The Haryana Sarasvati Heritage Development Board (HSHDB)

Agency overview
- Formed: 12 October 2015
- Jurisdiction: Government of Haryana
- Annual budget: 14 Crores
- Agency executives: Nayab Singh Saini, Chairman; Dhuman Singh Kirmach, Deputy Chairman;
- Website: https://haryanasarasvatiboard.in/

= Harayana Saraswati Heritage Development Board =

Indian government body

The Haryana Sarasvati Heritage Development Board (HSHDB) is an Indian government body constituted by the Haryana Government on 12 October 2015 under the chairmanship of Manohar Lal Khattar, then Chief Minister of Haryana.

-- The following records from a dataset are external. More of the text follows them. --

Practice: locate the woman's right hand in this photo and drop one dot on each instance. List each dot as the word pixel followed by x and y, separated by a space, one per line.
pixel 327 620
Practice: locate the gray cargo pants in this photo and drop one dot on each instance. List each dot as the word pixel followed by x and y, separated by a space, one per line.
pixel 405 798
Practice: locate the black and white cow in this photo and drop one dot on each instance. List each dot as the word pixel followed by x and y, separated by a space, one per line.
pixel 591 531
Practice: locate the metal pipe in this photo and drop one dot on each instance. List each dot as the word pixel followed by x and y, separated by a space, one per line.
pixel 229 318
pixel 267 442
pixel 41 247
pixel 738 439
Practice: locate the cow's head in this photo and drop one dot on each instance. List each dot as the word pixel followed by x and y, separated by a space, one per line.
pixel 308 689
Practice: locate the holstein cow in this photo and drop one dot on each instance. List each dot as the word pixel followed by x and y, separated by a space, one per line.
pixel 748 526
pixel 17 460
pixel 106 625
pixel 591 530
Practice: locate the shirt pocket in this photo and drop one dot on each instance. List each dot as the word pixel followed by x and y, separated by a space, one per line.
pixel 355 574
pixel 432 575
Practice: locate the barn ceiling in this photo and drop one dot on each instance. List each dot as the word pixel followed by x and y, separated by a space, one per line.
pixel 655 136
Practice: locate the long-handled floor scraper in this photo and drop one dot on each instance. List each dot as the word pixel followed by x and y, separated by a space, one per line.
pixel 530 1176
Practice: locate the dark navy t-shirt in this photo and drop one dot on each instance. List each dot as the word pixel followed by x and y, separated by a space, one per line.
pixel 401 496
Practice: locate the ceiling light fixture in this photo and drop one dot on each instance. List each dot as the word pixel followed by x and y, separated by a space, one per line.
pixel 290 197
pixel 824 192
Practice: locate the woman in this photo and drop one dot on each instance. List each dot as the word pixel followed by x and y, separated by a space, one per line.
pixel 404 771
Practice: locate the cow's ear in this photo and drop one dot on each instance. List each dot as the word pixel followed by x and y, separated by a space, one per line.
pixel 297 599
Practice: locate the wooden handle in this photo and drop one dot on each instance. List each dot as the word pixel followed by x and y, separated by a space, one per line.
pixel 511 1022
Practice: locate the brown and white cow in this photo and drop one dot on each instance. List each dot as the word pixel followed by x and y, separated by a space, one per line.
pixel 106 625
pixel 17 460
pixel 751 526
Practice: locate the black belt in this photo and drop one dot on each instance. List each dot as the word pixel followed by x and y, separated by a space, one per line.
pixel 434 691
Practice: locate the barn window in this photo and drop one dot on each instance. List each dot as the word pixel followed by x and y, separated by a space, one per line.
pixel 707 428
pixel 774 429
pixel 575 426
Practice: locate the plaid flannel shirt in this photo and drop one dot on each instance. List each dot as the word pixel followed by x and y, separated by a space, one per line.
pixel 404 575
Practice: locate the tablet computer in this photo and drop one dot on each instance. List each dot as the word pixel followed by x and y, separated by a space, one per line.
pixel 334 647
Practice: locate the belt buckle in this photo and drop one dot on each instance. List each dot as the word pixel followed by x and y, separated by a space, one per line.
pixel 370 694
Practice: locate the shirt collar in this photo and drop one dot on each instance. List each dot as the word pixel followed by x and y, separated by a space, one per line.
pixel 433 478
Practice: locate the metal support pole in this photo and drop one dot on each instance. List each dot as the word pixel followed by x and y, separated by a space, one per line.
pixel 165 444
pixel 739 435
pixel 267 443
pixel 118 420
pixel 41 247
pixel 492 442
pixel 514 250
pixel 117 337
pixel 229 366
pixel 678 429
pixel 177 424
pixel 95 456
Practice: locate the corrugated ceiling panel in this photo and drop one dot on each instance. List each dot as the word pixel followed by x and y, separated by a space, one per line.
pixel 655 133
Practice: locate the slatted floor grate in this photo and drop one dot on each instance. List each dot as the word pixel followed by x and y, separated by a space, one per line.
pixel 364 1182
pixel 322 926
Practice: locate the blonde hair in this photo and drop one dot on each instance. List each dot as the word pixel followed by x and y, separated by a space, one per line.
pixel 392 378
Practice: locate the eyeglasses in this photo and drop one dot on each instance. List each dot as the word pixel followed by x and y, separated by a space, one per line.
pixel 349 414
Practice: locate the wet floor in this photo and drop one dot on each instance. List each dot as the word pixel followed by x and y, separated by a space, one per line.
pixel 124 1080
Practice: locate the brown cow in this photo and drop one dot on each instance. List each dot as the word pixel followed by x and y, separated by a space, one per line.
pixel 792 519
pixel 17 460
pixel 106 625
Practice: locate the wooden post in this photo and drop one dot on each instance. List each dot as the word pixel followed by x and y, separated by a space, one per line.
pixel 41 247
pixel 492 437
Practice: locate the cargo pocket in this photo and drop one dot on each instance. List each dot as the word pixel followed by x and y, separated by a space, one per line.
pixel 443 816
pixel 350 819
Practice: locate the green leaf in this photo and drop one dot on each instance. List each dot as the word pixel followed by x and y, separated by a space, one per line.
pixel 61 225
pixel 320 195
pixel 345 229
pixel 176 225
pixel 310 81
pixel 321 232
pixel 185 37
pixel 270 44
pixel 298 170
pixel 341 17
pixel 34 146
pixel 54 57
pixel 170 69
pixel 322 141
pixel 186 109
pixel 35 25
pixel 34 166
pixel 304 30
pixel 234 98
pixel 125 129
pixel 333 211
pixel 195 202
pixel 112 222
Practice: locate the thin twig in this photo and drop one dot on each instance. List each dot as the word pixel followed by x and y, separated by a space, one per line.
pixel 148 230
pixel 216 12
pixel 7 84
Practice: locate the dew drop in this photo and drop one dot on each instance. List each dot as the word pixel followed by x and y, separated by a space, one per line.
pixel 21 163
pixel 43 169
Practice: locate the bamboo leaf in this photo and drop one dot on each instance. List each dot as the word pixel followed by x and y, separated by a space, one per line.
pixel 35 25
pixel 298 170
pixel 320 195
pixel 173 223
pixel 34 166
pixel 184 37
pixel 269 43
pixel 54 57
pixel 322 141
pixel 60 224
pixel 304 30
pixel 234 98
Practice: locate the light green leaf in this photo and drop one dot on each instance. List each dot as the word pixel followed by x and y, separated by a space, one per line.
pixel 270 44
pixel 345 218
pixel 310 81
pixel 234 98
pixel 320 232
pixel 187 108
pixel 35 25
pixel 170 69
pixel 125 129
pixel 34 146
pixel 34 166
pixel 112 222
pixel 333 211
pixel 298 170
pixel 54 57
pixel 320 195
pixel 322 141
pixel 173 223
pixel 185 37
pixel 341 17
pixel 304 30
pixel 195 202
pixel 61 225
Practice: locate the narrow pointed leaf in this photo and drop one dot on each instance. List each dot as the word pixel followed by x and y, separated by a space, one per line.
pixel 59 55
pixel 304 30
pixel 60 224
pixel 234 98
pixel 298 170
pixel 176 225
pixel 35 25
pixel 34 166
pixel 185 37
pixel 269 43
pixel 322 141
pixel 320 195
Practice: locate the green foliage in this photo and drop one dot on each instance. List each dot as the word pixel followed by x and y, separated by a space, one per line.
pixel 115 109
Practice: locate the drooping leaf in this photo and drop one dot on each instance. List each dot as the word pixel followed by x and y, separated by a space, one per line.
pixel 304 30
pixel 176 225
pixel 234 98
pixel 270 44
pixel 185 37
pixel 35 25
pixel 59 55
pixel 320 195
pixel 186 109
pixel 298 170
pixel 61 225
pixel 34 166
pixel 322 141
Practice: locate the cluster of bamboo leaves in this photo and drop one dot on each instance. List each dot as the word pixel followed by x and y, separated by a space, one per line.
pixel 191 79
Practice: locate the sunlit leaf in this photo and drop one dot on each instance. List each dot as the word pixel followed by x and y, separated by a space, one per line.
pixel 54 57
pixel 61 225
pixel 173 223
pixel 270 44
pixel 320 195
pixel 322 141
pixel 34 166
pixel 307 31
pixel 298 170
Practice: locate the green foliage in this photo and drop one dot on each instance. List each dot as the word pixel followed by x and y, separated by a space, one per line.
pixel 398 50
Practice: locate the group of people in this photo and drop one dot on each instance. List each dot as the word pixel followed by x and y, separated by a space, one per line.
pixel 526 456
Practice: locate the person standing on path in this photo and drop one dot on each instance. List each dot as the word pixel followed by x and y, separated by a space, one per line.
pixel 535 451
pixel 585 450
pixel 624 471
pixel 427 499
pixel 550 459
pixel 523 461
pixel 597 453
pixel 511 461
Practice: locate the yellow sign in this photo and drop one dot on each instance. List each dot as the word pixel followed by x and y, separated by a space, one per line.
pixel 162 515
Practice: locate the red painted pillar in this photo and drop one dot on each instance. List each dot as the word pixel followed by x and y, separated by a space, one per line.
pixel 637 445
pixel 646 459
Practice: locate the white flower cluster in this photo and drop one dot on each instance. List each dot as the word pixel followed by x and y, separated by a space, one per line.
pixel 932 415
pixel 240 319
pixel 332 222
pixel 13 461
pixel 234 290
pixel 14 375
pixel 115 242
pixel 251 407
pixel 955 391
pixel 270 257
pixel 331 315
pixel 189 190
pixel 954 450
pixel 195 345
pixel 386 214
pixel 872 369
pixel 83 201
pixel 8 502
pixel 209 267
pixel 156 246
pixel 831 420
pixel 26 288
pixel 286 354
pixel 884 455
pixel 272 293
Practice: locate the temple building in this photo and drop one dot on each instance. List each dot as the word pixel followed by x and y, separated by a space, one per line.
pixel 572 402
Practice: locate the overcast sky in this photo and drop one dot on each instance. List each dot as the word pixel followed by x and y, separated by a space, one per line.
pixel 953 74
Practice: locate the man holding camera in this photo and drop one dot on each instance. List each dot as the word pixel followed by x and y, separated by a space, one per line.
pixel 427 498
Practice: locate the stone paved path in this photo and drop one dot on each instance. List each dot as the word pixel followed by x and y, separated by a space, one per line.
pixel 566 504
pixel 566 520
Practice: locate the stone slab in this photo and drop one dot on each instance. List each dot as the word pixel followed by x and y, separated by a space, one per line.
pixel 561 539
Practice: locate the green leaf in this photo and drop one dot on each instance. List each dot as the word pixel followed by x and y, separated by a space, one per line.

The objective of this board includes the Rejuvenation of the Sarasvati River and the development of the Sarasvati-linked Heritage including the construction of DAM, Reservoir, and Barrage for continuation of flow of water in the paleochannel of Sarasvati, Renovation of temples, Provision of civic amenities to the visiting pilgrims and tourists.

==Projects==

In 2021 a budget of 14 crores was allocated by the Haryana Government to this board for the first phase beautification project. This board will also participate in construction of DAM at Adi Badri. The board has also planned on creating 5 riverfronts at Pipli and Pehowa in Kurukshetra district, Bilaspur in Yamunanagar district, and on the Panchkula-Yamunanagar highway near Dosarka village, and the Kaithal-Guhla road.